De plus, au cours de leur déve­lop­pe­ment, les Cahiers se sont tou­jours défi­nis comme actifs dans les débats dont ils ont fait état. Cette impli­ca­tion demeure une modeste contri­bu­tion au pro­ces­sus de lutte contre l’exploitation. Cependant, dans le contexte actuel où la gauche est très mino­ri­taire et en crise, où il n’est pas facile de défendre le socia­lisme comme outil néces­saire de la libé­ra­tion des classes domi­nées, la pour­suite de l’expérience des Cahiers contri­bue au déve­lop­pe­ment des lieux de débats et de ques­tion­ne­ment sur le pro­grès social… conçu autre­ment que par le profit et la ren­ta­bi­lité.


[1] Éditorial, Les Cahiers du Socialisme, 1981, no 7, p. 5.

[2] Editorial Statement, Studies in Political Economy : a Socialist Review, Spring 1979, no 1, p.
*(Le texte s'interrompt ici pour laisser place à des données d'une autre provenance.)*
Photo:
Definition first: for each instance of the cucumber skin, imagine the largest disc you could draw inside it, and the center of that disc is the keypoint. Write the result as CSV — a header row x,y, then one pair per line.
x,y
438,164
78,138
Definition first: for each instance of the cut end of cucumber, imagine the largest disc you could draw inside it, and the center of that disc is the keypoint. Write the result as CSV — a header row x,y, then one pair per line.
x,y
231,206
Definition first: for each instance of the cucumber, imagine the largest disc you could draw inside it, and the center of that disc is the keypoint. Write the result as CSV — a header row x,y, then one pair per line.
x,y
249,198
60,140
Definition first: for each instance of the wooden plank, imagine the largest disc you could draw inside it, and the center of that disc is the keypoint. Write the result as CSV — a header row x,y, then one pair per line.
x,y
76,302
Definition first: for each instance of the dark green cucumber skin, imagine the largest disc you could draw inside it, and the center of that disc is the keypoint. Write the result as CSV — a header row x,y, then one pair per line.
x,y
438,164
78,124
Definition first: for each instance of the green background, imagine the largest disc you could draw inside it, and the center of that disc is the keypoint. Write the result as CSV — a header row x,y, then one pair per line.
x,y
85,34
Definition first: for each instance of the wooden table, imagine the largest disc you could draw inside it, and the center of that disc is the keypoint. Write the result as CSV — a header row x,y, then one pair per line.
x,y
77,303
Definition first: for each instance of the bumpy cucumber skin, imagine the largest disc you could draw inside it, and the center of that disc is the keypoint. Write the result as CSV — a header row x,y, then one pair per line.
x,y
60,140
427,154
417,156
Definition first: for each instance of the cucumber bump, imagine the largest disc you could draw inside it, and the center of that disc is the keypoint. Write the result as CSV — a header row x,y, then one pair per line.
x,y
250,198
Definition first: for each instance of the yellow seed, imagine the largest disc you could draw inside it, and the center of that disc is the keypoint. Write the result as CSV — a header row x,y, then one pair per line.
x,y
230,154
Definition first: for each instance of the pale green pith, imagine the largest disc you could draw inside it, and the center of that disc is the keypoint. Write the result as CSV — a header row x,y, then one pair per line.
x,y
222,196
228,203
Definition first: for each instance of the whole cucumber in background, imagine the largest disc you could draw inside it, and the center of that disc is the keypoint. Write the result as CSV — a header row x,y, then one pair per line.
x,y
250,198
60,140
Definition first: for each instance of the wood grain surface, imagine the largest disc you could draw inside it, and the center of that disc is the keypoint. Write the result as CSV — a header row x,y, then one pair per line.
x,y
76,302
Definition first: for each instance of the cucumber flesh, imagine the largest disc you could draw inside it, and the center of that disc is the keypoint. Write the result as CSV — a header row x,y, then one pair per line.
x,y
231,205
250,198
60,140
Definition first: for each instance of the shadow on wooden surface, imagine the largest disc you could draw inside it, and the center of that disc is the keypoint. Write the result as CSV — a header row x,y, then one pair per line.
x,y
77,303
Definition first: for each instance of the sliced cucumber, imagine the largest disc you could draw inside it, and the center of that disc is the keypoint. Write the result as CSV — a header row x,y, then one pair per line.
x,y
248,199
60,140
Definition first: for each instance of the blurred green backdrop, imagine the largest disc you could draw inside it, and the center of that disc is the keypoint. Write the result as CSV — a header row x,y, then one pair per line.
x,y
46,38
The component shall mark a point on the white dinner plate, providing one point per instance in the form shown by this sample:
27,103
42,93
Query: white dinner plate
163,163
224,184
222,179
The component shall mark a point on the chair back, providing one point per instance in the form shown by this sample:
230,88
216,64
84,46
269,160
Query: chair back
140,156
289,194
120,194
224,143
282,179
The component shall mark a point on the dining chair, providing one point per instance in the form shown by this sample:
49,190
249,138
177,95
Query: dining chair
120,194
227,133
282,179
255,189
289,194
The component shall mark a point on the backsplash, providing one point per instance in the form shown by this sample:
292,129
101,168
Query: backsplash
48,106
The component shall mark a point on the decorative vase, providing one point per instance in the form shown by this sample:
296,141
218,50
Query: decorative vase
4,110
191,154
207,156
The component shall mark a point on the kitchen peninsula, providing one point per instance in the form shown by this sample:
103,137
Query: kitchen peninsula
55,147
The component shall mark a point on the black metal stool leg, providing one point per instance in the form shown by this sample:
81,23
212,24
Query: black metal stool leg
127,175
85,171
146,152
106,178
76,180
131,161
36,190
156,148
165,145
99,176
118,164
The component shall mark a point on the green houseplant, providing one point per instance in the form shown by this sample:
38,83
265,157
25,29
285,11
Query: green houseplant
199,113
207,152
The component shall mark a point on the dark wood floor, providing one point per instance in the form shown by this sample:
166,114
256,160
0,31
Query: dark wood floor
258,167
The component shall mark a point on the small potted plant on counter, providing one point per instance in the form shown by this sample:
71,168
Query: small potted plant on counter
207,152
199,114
IV.

[3] Présentation, Les Cahiers du Socialisme, 1970, no 1, p. 2.

[4] Ibidem.

[5] Ibid, p. 3.

[6] Ibidem.

[7] Jorge Niosi, « La nou­velle bour­geoi­sie cana­dienne-fran­çaise», Les Cahiers du Socialisme, prin­temps 1978, no 1, p. 5-51.

[8] Dorval Brunelle, « L’intervention de l’État dans l’économie et la ques­tion du rap­port entre le fédé­ral et les pro­vinces », Les Cahiers du Socialisme, prin­temps 1978, no 1, p. 51-87.

[9] Gilles Bourque, « Petite bour­geoi­sie enva­his­sante et bour­geoi­sie téné­breuse », Les Cahiers du Socialisme, prin­temps 1979, no 3, p. 120-162.

[10] Éditorial, Les Cahiers du Socialisme, 1981, no 7, p. 3.

[11] Ibidem.

[12] Ibid., p. 5.

[13] Ibidem.

[14] Jean-Guy Lacroix et Pierre Milot, « Éditorial : Les Cahiers, les revues, la conjonc­ture», Les Cahiers du socia­lisme, automne 1981, no 8, p.8.

[15] Jean-Guy Lacroix, « Éditorial : La coa­li­tion pour que cesse notre para­ly­sie poli­tique», Les Cahiers du socia­lisme, prin­temps 1984, no 14, p. 4-13.

[16] Comité de rédac­tion des Cahiers du socia­lisme, Projet de relance, docu­ment interne, 1984, p. 1.

[17] Ibid., p. 2.

[18] Ibid., p. 2.

[19] Exception faite du numéro 2 dont le tirage s’éleva à 2500 exem­plaires.